Lastly, and perhaps most disheartening, many of these programs claim equivalence with physician training, although they are 1/3 or less of the residency training time for physicians. Some of the programs claim “comparable training experiences” to physicians with “residents functioning as house-staff members.” By simple definition, PAs and NPs, while valued members of the team, cannot function at the same level as a physician resident or fellow. They simply do not have the same rigorous basic science and clinical education that physicians receive during medical school.
Even beyond NP and PA training using the terms “residency” and “fellowship” are the nursing (RN) programs doing the same. Some hospitals have renamed their RN orientation process, calling it “residency”. Using these words, which have long been part of physician training lexicon, for new nurse orientation and onboarding, devalues them and can confuse patients.
Why This is Wrong
When patients are admitted to the hospital, they often see interns, residents and fellows as part of their treatment team. Physicians introduce themselves and their role on the team. When PAs and NPs introduce themselves as a resident or fellow, it is very confusing to patients. Patients do not understand that they are not seeing a physician. In fact, even without this confusing terminology, patients are confused about who is taking care of them. The AMA did a survey that found that 35% of the general public believed that NPs with their doctorate of nursing practice were physicians.
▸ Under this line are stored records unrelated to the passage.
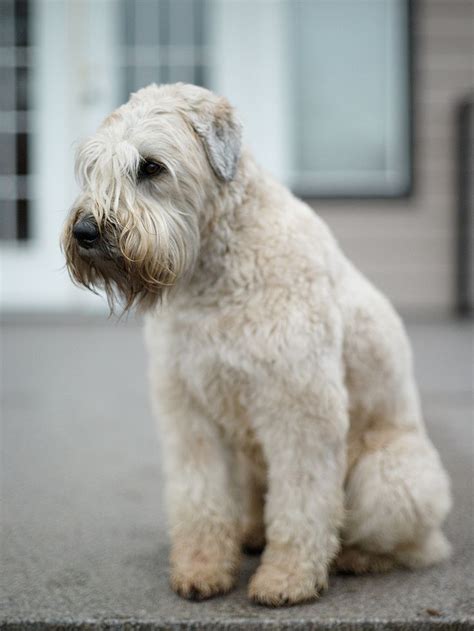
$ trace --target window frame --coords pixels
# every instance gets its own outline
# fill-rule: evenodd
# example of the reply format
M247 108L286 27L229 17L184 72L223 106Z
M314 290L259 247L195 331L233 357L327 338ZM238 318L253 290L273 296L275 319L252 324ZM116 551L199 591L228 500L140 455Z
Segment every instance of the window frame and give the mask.
M408 145L408 165L407 165L407 183L406 186L400 188L399 191L390 193L374 192L360 192L360 193L322 193L315 190L314 192L308 192L307 189L298 187L298 185L291 186L292 192L300 199L307 202L325 201L328 203L335 203L341 201L364 201L377 202L381 201L393 201L406 200L415 194L416 190L416 170L415 170L415 21L416 21L416 8L415 0L399 0L405 3L405 15L406 15L406 77L407 77L407 145Z
M1 110L2 136L11 137L11 172L1 175L4 186L0 196L1 212L10 212L11 229L5 224L0 231L2 246L24 243L31 240L31 129L30 82L31 82L31 38L30 0L9 0L4 3L4 29L9 31L11 41L3 47L5 56L2 70L10 71L12 79L12 109ZM9 191L14 191L9 194ZM7 209L7 204L10 208Z

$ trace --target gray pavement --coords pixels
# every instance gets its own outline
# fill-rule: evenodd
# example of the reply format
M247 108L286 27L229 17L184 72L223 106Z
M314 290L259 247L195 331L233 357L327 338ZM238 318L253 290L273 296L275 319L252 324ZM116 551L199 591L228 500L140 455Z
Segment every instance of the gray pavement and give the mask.
M237 589L185 602L167 583L158 442L135 323L8 319L3 326L5 629L473 629L472 338L413 323L427 424L452 476L448 563L334 577L318 602L250 604Z

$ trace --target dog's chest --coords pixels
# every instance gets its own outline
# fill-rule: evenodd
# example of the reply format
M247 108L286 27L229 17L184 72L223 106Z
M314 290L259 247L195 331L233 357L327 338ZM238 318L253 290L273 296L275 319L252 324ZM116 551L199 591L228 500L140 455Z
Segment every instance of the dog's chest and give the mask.
M208 414L228 444L259 461L261 450L246 402L247 386L244 383L239 384L238 378L233 379L231 372L220 375L215 385L204 387Z
M226 442L261 459L250 406L254 381L239 338L221 322L202 318L198 326L180 327L170 350L186 389Z
M192 396L219 427L226 442L256 457L259 447L248 403L248 377L226 364L218 353L213 354L212 349L189 357L183 372Z

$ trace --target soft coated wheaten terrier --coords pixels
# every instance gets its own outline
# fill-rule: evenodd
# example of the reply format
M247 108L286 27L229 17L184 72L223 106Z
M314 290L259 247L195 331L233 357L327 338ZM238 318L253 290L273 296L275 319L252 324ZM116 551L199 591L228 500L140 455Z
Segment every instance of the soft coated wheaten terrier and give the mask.
M446 473L387 299L241 149L229 103L151 85L79 149L63 248L75 282L146 311L171 585L315 598L328 571L444 559ZM161 307L159 308L159 305Z

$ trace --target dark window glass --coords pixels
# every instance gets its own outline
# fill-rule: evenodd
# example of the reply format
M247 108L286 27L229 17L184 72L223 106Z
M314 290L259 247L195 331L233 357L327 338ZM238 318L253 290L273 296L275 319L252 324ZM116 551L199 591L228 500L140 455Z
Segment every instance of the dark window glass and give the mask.
M16 173L28 174L28 134L16 135Z
M17 239L27 239L29 235L29 204L27 199L17 199L16 220Z
M28 68L16 69L16 109L19 112L28 109Z
M0 58L0 239L29 237L28 191L28 0L0 0L0 35L7 53ZM11 61L15 60L16 65Z
M28 0L15 0L15 46L28 46Z

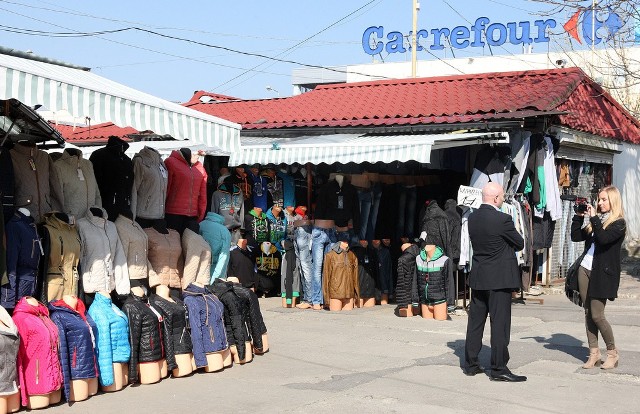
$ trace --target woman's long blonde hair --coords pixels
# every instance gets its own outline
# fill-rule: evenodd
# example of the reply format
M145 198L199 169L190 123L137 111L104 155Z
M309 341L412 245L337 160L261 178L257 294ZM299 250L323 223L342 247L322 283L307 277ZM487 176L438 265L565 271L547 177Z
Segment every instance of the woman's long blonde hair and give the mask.
M622 208L622 197L620 196L620 190L612 185L609 185L598 191L598 196L600 196L600 193L602 192L607 193L607 197L609 198L609 206L611 206L609 217L607 217L604 223L602 223L602 228L606 229L609 224L618 219L624 218L624 209ZM593 230L593 228L591 227L591 223L587 225L586 230L587 233L591 233L591 231Z

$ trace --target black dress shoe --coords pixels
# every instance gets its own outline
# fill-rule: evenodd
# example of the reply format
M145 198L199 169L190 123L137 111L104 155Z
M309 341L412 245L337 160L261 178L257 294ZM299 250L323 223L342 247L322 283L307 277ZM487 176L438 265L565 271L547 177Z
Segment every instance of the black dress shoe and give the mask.
M473 377L476 374L484 374L484 368L476 365L474 367L471 368L465 368L462 370L464 372L464 375L468 376L468 377Z
M489 375L491 381L506 381L506 382L523 382L527 380L524 375L516 375L511 372L505 374L491 374Z

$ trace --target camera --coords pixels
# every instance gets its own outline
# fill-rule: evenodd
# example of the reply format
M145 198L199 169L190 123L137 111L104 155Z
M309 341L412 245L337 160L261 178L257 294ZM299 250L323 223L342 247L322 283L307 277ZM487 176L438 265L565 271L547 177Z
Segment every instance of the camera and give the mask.
M589 202L587 201L586 198L584 197L576 197L576 203L573 205L573 211L576 212L576 214L584 214L587 212L587 206L589 205Z

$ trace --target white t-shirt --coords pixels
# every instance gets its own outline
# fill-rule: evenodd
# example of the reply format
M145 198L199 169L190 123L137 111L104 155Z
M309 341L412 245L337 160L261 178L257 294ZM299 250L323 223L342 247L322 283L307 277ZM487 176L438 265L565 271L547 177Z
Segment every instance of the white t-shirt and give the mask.
M591 270L591 267L593 266L593 253L595 249L596 249L596 244L591 243L591 247L589 247L587 254L584 255L582 262L580 262L580 266L584 267L587 270Z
Completing a residency or fellowship is a significant milestone in physician education, and it’s something physicians aspire to and celebrate. When other fields appropriate physician-specific terminology for a portion of their training, it is demoralizing.
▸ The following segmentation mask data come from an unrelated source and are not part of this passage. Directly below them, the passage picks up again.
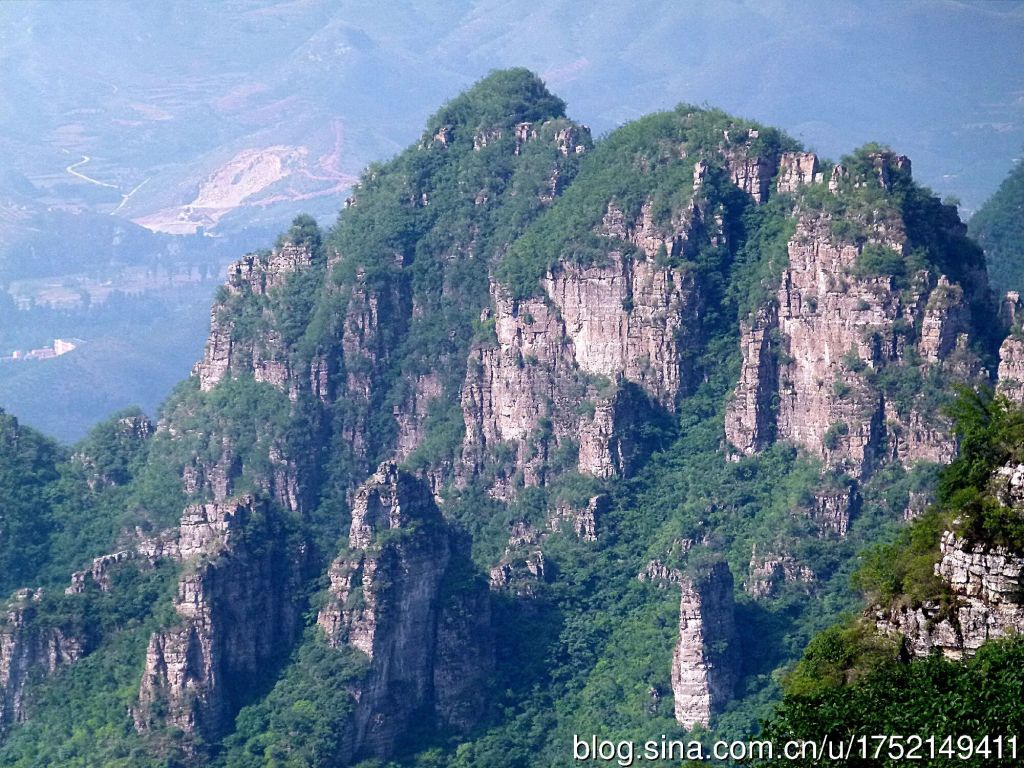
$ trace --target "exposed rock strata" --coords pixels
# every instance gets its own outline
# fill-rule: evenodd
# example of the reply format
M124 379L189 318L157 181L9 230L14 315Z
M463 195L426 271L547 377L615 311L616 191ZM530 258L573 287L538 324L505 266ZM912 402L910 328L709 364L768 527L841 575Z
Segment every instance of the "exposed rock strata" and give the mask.
M990 491L1005 507L1024 509L1024 464L1000 467ZM1024 632L1024 555L1003 546L942 534L935 565L949 590L945 604L897 603L876 612L880 630L903 638L904 653L947 658L972 655L987 640Z
M555 514L548 520L548 527L552 531L561 531L568 526L581 541L597 541L601 518L607 514L610 505L611 499L605 493L590 497L582 509L568 501L556 502Z
M878 614L879 629L901 635L911 657L938 650L951 659L973 655L987 640L1024 632L1024 557L970 544L950 531L941 549L935 573L949 586L952 604L894 606Z
M779 158L775 188L779 192L796 192L805 184L820 184L824 177L818 171L818 156L813 152L784 152Z
M533 597L538 582L545 577L543 538L544 533L527 522L512 523L505 554L491 568L491 588L508 590L517 597Z
M1024 339L1008 336L999 348L997 391L1024 405Z
M794 163L785 160L787 174ZM901 156L875 158L883 186L893 169L906 168ZM898 219L878 222L873 239L902 253L902 227ZM915 356L925 365L969 357L965 287L920 272L901 290L889 276L858 272L861 250L837 241L827 216L799 219L775 297L741 329L743 367L725 420L726 438L740 453L789 440L854 478L885 460L909 465L953 455L941 419L887 400L867 374L915 365Z
M706 727L732 699L739 679L732 574L718 563L680 587L679 642L672 654L675 715L684 728Z
M544 485L556 456L596 477L630 471L633 424L650 408L674 409L688 384L694 278L656 257L684 248L691 225L658 229L649 207L627 224L609 206L601 233L633 243L642 258L612 245L602 264L560 264L539 298L517 301L493 287L483 321L495 340L474 346L462 391L464 476L497 464L494 493L510 498L519 484ZM504 454L507 472L495 462Z
M210 313L210 335L203 350L203 359L192 370L204 392L213 389L228 375L248 372L257 381L266 381L278 389L292 389L292 370L287 350L280 334L268 329L259 343L255 339L239 337L237 318L227 311L228 305L238 297L251 296L265 299L271 291L284 285L288 276L309 268L313 253L306 246L286 243L267 254L249 254L239 259L228 270L223 301L214 303ZM269 312L264 308L263 312Z
M814 571L788 552L759 554L754 545L743 588L751 597L763 599L775 596L784 584L799 584L810 590L815 581Z
M679 640L671 669L675 717L684 728L707 727L732 699L739 680L732 573L719 562L702 576L687 578L654 561L639 578L679 585Z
Physicians consider their time in residency and fellowship as an initiation into the profession. It is a time of great emotional, personal, and financial sacrifice, all in the name of honing skills to become the best physician possible for their patients.
Taking a Stand
At least two professional organizations, the American Academy of Dermatology (AAD) and the American Academy of Emergency Medicine (AAEM) have taken a stand against this. In the AAD position statement, they state that the “education of physicians and non-physician clinicians is entirely different…this labeling [of advanced practice residencies or fellowships] is misleading to the general public as it portrays a level of training that has not been established.”
The AAEM position statement takes it a step further and recommends that NP/PA education programs should only be used to “prepare its participants to practice only as members of a physician-led team” and “should be initiated with the consultation of residents and faculty.” We hope that other organizations and institutions take a stance and re-name these programs. One example is Brown University’s “Physician Extender Development Program.”
A Call for Change
When you are in the hospital or at a clinic, you may be taken care of by interns, residents, fellows, attendings, and non-physician clinicians. Traditionally, interns, residents, fellows and attendings are all physicians who have completed medical school. Non-physician clinicians include physician assistants (PAs) and nurse practitioners (NPs).
PAs and NPs are now calling their additional training “fellowships” or “residencies” and may refer to themselves as a resident or fellow. However, they are not physicians and their programs are not rigorously standardized or accredited. We hope these programs will change their terminology and find their own language for NP and PA training.